Character string giving the method used to fit the model. Note that 'yule-walker' and 'durbin-levinson-whittle' are (up to numerical errors) equivalent and that the choice 'ols' is only available for a "time-series" object obj.

mean_estimate

Character string giving the method used to estimate the mean \(\mu\). Default is mean_estimate = "sample.mean". See the details below.

n.obs

Optional integer which gives the sample size \(N\). This parameter is only used, when obj is an autocov object. If n.obs=NULL then the slot obj$n.obs is used.
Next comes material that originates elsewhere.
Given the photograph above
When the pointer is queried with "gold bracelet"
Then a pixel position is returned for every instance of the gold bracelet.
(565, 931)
Note that obj$n.obs=NULL or obj$n.obs=Inf refers to the case of a population autocovariance function, i.e. \(N=\infty\).
For a "time series" object the sample size is of course set to the number of observations, i.e. n.obs = nrow(as.matrix(obj)).
The sample size \(N\) controls the computation of the default maximum order p.max and the computation of the information criterion.

gamma

\((m,m,lag.max+1)\)-dimensional array, which contains the (sample) autocovariance function.

y

\((N,m)\)-dimensional matrix, which contains the sample.

p.min

(non negative integer) Minimum order of the candidate AR models. Only used by est_ar_ols.

Value

The function est_ar returns a list with components

model

armamod() object which represents the estimated AR model.

p

optimal model order.

stats

(p.max+1,4) dimensional matrix which stores the \(\ln\det(\Sigma_p)\) values, the number of parameters and the IC values. See the details below.

y.mean

estimate of the mean \(\mu\).

ll

The log likelihood of the estimated model.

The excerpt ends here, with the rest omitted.